Transatlantic relations and the war in Ukraine shape the Munich Security Conference

The shocks in the transatlantic alliance and the war in Ukraine shaped the 62nd edition of the Munich Security Conference. Chancellor Friedrich Merz (CDU) and Defense Minister Boris Pistorius (SPD) expressed clear criticism of the US government, US Secretary of State Marco Rubio combined words of solidarity with Europe with the call to combat irregular immigration. During the three-day meeting with more than 60 heads of state and government, a large rally by the Iranian exiled opposition and revelations about the poisoning death of Russian Kremlin critic Alexei Navalny in Russian custody also caused a stir.

In their speeches, Chancellor Merz and Defense Minister Pistorius focused on the relationship with the USA a good year after President Donald Trump took office again. “A gap, a deep chasm, has opened up between Europe and the United States,” Merz said at the opening of the conference. The aim for Europe must be to assert itself “with new strength, new respect and self-respect”. Merz called for the relationship with the USA to be “repaired and revived”.

Pistorius expressed clear criticism of the US government for its efforts to annex Greenland – and for direct negotiations with Russia on the Ukraine war without the participation of EU partners. “All of this damages our alliance and strengthens our opponents,” Pistorius said on Saturday. NATO also makes the USA “stronger”, but the alliance must also “make sense” for Europe.

A few hours before Pistorius, US Secretary of State Rubio took the podium – and wooed his European partners in parts of his speech. “We don’t want a separation, we want to revive an old friendship,” said Rubio, pointing to the shared cultural roots of the USA and Europe. But he combined his words with clear demands: Europe must be able to defend itself, be proud “of its heritage and its history” – and resolutely combat irregular “mass migration”.

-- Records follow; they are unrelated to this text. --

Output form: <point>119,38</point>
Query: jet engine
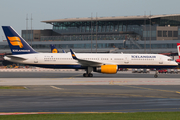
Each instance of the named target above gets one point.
<point>108,69</point>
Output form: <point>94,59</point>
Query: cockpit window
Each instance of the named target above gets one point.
<point>170,59</point>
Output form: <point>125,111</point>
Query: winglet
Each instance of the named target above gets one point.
<point>63,51</point>
<point>73,55</point>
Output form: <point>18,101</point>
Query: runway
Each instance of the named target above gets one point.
<point>70,92</point>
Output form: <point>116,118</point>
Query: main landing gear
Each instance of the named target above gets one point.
<point>88,72</point>
<point>156,74</point>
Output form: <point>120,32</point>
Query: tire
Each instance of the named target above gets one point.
<point>155,76</point>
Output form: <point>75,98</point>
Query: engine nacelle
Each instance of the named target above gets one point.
<point>108,69</point>
<point>178,60</point>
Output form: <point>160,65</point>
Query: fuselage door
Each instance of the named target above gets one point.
<point>160,60</point>
<point>126,59</point>
<point>35,59</point>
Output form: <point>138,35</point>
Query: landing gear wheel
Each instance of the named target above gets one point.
<point>85,75</point>
<point>90,75</point>
<point>155,76</point>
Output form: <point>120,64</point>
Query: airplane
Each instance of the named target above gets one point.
<point>55,50</point>
<point>107,63</point>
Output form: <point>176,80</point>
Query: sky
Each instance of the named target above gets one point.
<point>14,12</point>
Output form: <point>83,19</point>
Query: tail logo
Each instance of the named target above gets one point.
<point>54,50</point>
<point>15,41</point>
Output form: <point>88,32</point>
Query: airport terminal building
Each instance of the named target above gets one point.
<point>128,34</point>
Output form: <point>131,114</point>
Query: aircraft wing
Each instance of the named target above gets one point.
<point>15,57</point>
<point>85,62</point>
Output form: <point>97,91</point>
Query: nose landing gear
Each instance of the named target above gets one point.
<point>156,74</point>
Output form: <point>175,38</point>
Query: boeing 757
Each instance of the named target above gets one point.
<point>109,63</point>
<point>55,50</point>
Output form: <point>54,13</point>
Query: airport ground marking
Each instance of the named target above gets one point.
<point>151,89</point>
<point>129,95</point>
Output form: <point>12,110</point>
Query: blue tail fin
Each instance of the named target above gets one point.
<point>16,43</point>
<point>54,49</point>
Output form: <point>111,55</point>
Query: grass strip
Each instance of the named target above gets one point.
<point>98,116</point>
<point>12,87</point>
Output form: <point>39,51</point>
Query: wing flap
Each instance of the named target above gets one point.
<point>16,57</point>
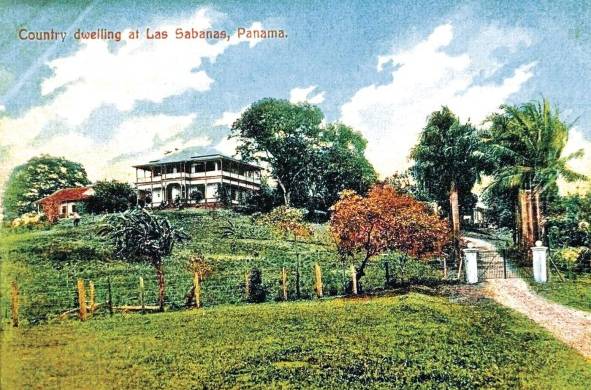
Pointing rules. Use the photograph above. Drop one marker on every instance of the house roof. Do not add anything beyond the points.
(192, 154)
(69, 194)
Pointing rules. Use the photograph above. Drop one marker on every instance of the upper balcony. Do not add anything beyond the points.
(253, 177)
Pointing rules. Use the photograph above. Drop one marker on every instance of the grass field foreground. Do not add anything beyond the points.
(405, 341)
(575, 293)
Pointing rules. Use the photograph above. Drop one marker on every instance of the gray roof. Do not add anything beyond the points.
(192, 154)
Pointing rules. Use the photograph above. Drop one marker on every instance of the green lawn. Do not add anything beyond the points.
(46, 264)
(572, 292)
(387, 342)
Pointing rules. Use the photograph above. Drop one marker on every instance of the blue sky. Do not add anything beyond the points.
(378, 66)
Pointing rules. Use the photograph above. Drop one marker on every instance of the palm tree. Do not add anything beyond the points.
(139, 236)
(527, 142)
(448, 160)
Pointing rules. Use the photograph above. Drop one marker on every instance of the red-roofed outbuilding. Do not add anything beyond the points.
(63, 203)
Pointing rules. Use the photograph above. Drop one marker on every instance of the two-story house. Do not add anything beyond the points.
(177, 176)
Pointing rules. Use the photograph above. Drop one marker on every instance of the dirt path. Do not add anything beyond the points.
(569, 325)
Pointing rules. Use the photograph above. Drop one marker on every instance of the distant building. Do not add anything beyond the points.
(63, 203)
(196, 179)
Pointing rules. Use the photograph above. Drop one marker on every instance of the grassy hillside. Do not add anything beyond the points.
(46, 264)
(572, 292)
(388, 342)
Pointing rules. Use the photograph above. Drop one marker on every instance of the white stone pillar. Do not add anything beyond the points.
(471, 256)
(539, 262)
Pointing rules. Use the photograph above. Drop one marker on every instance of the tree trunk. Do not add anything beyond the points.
(286, 194)
(455, 218)
(526, 220)
(160, 276)
(361, 271)
(539, 222)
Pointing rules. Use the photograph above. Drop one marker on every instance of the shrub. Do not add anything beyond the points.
(256, 290)
(110, 197)
(28, 220)
(573, 259)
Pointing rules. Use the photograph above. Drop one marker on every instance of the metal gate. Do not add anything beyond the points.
(493, 265)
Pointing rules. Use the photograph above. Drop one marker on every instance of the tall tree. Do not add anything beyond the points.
(341, 165)
(527, 143)
(448, 160)
(284, 136)
(311, 162)
(140, 236)
(37, 178)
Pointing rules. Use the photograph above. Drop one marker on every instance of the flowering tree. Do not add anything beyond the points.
(386, 220)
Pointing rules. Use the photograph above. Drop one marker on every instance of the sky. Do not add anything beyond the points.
(380, 67)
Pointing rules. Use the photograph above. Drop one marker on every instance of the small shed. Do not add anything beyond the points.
(64, 202)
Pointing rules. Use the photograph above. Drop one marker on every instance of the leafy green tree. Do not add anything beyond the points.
(341, 165)
(110, 197)
(569, 221)
(310, 162)
(140, 236)
(282, 135)
(527, 144)
(447, 163)
(37, 178)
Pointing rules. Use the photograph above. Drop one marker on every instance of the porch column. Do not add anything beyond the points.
(471, 256)
(539, 262)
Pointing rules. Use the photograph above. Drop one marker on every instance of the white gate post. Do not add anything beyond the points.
(539, 262)
(471, 256)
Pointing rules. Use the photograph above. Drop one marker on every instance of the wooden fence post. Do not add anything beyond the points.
(81, 299)
(353, 280)
(142, 295)
(197, 287)
(284, 283)
(15, 303)
(246, 284)
(110, 296)
(298, 292)
(91, 293)
(318, 280)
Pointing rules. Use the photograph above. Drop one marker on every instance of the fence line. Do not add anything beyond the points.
(303, 279)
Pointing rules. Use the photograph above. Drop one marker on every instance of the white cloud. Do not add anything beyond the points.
(139, 133)
(227, 146)
(95, 76)
(228, 118)
(424, 78)
(299, 95)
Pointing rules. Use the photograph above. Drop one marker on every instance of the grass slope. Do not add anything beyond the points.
(46, 264)
(572, 292)
(409, 341)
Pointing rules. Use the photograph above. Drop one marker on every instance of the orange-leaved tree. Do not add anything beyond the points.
(386, 220)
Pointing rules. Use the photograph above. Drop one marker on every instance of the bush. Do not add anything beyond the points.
(573, 260)
(256, 290)
(110, 197)
(28, 220)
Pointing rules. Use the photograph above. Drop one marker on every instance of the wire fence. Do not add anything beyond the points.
(290, 276)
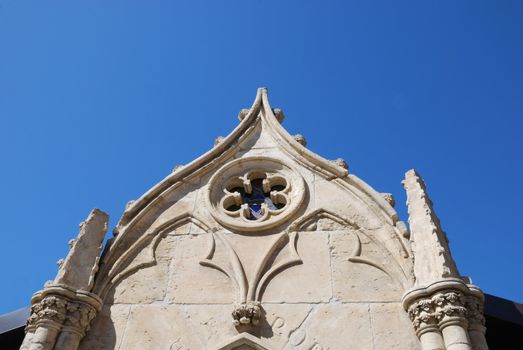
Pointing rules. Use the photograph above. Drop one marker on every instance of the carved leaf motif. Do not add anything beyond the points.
(250, 288)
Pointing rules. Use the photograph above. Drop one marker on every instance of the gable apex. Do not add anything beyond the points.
(260, 110)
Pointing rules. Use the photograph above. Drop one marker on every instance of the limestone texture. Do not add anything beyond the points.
(261, 244)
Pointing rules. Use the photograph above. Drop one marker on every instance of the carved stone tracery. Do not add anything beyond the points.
(255, 193)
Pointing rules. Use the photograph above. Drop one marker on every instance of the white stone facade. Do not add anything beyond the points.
(261, 244)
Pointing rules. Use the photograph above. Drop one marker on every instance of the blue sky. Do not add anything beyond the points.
(99, 100)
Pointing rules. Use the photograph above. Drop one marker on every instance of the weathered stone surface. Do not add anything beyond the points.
(391, 327)
(191, 283)
(334, 326)
(314, 271)
(78, 269)
(107, 329)
(368, 279)
(261, 244)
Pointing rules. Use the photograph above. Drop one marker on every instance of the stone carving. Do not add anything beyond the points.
(341, 163)
(437, 310)
(300, 139)
(254, 194)
(250, 288)
(78, 269)
(310, 222)
(62, 311)
(244, 341)
(433, 260)
(49, 309)
(247, 313)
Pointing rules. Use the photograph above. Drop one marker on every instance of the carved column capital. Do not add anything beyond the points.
(422, 313)
(49, 311)
(449, 308)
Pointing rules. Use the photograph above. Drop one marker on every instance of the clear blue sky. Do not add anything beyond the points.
(99, 100)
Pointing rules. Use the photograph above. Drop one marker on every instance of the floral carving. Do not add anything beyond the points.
(255, 196)
(250, 288)
(247, 313)
(437, 310)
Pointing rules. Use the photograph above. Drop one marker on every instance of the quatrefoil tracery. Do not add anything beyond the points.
(255, 196)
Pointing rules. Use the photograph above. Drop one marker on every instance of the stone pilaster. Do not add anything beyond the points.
(476, 321)
(48, 316)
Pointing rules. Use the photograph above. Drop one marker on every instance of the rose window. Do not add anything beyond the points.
(255, 196)
(255, 193)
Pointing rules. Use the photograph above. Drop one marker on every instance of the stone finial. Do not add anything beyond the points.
(301, 139)
(82, 261)
(389, 198)
(177, 167)
(278, 113)
(430, 245)
(341, 163)
(243, 113)
(218, 140)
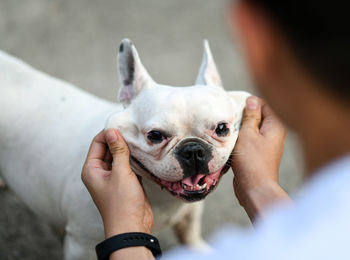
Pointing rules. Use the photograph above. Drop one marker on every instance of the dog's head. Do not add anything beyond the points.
(180, 137)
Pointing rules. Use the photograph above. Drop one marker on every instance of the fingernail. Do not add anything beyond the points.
(111, 136)
(252, 103)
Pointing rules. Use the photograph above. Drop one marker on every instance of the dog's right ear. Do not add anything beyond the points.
(132, 74)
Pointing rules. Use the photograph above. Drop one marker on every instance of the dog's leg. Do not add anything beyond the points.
(2, 183)
(77, 248)
(188, 227)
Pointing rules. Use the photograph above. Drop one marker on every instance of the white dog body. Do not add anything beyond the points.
(46, 126)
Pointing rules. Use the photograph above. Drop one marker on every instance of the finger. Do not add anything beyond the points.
(119, 151)
(252, 114)
(108, 157)
(271, 125)
(98, 147)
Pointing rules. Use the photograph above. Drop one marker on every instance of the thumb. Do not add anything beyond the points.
(119, 151)
(252, 114)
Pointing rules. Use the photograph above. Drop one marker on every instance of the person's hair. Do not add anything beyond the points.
(319, 35)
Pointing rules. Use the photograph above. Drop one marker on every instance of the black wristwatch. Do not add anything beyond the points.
(108, 246)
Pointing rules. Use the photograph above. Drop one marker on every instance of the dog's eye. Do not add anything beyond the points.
(222, 129)
(155, 137)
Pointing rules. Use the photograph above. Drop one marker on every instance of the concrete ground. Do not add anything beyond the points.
(78, 40)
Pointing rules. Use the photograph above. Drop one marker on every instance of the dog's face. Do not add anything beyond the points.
(180, 137)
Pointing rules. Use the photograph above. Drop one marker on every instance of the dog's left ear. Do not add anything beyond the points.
(238, 99)
(208, 73)
(132, 74)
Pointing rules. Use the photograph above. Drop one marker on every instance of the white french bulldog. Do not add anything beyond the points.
(180, 140)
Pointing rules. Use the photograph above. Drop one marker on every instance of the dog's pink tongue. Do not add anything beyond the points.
(192, 181)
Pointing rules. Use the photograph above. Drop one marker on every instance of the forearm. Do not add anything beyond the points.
(258, 199)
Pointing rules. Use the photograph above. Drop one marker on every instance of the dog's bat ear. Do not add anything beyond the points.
(208, 73)
(132, 74)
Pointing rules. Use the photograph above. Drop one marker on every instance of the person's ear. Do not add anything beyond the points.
(257, 35)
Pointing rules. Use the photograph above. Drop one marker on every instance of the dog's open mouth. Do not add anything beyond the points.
(193, 188)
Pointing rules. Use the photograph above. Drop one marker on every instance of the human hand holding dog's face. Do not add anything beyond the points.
(115, 188)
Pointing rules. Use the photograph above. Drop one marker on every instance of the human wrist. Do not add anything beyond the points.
(140, 252)
(116, 226)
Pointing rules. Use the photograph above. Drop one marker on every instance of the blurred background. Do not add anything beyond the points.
(77, 41)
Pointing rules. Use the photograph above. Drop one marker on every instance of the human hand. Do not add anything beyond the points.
(114, 187)
(256, 158)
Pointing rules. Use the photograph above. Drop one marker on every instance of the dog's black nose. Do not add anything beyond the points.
(194, 158)
(192, 153)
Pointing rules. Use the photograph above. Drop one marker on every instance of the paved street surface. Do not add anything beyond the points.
(78, 41)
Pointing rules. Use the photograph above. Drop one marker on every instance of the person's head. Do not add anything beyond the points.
(297, 53)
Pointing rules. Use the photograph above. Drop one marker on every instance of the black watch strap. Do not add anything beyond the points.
(108, 246)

Another focus of the conference this year was the war in Ukraine. Numerous European states discussed with Ukrainian President Volodymyr Zelenskyj about further support for Kiev in the so-called Berlin Format, which brings together numerous EU countries as well as the leaders of the EU and NATO. In his speech, Zelenskyj called for faster deliveries of air defense ammunition, and on Saturday evening he accepted the MSC’s Ewald von Kleist Prize on behalf of the Ukrainian population.

On the sidelines of the conference, Latvia’s intelligence chief, Egils Zviedris, warned in an interview with the AFP news agency that Russia could be planning attacks on other parts of Europe even after a possible end to the Ukraine war.

More than a thousand guests took part in the MSC; in addition to speeches by prominent politicians, hundreds of discussion rounds took place at the Hotel Bayerischer Hof, and numerous heads of state and government as well as ministers met again for confidential discussions.


According to government circles, Chancellor Merz discussed further military support for Ukraine and the situation in Iran with US Secretary of State Rubio. According to the Beijing Foreign Ministry, a bilateral meeting with Chinese Foreign Minister Wang Yi before the Chancellor’s visit to China planned at the end of February was about deepening the joint partnership.

The situation in Iran also played an important role this year. After the bloody suppression of protests against the leadership in Tehran, Iranian opposition politician and Shah’s son Reza Pahlavi called on US President Trump at the conference to “help” his people. According to the police, around 250,000 people gathered for a demonstration against the Ayatollah leadership on Saturday, around two kilometers as the crow flies from the conference site – more than twice as many as the organizers expected. Pahlavi pitched himself to the demonstrators as a leader of Iran’s transition to a “secular, democratic future.”

At the conference, Germany and four other European countries said there was evidence that Russian opposition politician Alexei Navalny, who died in 2024, was poisoned in his Siberian prison. Laboratories detected epibatidine, the poison in South American poison dart frogs, in tissue samples from Navalny’s body smuggled from Russia. Navalny’s widow Yulia Navalnaya said her murder accusation against Russian President Vladimir Putin had now become “scientifically proven facts.”